The Son of Man is a nonfiction book by Indian author Andrew Harvey, published in 1998.

The book offers a model for "the authentic full-grown Christ-consciousness", which the author believes has been obscured for two millennia by a Christianity "full of weakness and mistakes and not a full-grown Christianity springing from the spirit of Jesus".

The Historical Christ

The first chapter is an historical introduction to this essentially mystical book, preparing for Harveys later chapters concentrating on mysticism, ecstatic visions and written in exalted language.

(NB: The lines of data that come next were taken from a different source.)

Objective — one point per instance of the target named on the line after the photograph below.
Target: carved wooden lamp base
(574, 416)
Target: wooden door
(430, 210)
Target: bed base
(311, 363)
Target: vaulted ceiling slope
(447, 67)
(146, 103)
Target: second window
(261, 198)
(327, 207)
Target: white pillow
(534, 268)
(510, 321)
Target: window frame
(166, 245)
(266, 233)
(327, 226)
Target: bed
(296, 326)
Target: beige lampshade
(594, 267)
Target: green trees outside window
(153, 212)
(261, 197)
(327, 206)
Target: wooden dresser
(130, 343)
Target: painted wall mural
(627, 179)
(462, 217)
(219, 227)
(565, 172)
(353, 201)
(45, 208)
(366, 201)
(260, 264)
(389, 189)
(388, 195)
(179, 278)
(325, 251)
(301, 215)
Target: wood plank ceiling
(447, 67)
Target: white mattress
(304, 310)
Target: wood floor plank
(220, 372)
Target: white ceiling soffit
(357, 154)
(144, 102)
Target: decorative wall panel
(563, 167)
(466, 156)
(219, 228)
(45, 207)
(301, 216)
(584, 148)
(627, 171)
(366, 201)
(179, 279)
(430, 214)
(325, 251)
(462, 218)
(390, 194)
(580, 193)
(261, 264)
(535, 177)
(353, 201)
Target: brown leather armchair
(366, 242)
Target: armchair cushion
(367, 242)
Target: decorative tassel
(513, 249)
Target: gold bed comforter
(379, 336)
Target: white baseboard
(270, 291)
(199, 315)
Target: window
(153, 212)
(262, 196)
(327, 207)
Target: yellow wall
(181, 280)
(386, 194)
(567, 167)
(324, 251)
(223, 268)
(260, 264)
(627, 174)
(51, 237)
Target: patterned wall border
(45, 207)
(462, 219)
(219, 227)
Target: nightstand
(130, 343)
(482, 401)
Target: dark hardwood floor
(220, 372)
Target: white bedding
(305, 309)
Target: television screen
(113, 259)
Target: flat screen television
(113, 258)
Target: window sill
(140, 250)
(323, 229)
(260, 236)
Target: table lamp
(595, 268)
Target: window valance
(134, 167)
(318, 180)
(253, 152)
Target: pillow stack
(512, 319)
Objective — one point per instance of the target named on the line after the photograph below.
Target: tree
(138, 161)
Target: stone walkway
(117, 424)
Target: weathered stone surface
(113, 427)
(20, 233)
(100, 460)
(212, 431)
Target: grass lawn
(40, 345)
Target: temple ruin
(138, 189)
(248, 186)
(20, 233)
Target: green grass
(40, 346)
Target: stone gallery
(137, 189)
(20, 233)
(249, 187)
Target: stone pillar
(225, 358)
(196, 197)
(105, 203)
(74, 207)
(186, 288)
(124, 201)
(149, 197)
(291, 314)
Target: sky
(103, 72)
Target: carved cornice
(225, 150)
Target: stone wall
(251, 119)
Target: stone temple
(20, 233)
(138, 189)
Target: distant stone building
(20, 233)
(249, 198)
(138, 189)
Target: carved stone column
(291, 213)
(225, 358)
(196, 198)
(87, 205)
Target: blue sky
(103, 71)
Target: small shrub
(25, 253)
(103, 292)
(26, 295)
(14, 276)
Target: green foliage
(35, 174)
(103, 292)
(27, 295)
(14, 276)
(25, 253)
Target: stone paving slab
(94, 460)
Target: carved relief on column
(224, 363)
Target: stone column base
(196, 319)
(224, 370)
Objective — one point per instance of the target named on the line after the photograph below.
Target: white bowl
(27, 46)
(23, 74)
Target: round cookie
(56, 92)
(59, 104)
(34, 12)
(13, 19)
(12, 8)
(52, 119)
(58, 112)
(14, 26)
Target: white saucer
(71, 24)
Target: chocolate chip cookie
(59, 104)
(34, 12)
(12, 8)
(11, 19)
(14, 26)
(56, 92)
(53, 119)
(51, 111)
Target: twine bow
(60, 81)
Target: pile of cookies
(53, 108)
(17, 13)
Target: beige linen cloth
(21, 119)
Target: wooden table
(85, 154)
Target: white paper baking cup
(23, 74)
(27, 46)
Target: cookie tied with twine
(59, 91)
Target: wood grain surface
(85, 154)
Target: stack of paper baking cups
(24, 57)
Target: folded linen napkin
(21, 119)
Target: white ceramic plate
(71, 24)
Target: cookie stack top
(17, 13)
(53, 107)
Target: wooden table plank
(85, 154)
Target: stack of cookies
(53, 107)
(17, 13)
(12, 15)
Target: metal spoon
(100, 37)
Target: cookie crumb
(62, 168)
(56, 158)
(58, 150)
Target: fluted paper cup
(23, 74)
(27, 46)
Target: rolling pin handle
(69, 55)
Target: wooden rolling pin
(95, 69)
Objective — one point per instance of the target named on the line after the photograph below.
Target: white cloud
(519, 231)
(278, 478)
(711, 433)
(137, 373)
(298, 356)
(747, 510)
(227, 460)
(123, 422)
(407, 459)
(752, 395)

The author posits that many comforting myths have to be surrendered, along with the belief in the total veracity of the Gospels themselves. His human Son of Man turns out to be as infallible as the divine Son of God. As a result, this book is  inspiration for those who are mainly interested in the mystical aspects of Christ and can be commended for some inspiring interpretations of Jesus' original teachings.

Jesus as Evolved Mystic

According to Harvey 
What’s so important about the Christ that I discovered is that Jesus did not want to create a separate religion. Jesus did not believe that he was the unique son of God but was, rather, a very, very evolved mystic, who saw the possibilities for the total transformation of our world through an explosion of love consciousness. He was prepared not only to see it, like so many of our modern sages who talk about it, but actually to live it out in a most unnerving radical revolutionary challenging way. He challenged all the social lunacies of his and any other time, and was crucified for it—crucified by the religious and political establishment that his vision threatened.

Divine Feminine aspects

Harvey's book points out feminine aspects of Jesus, neglected by mainstream Christianity, according to him.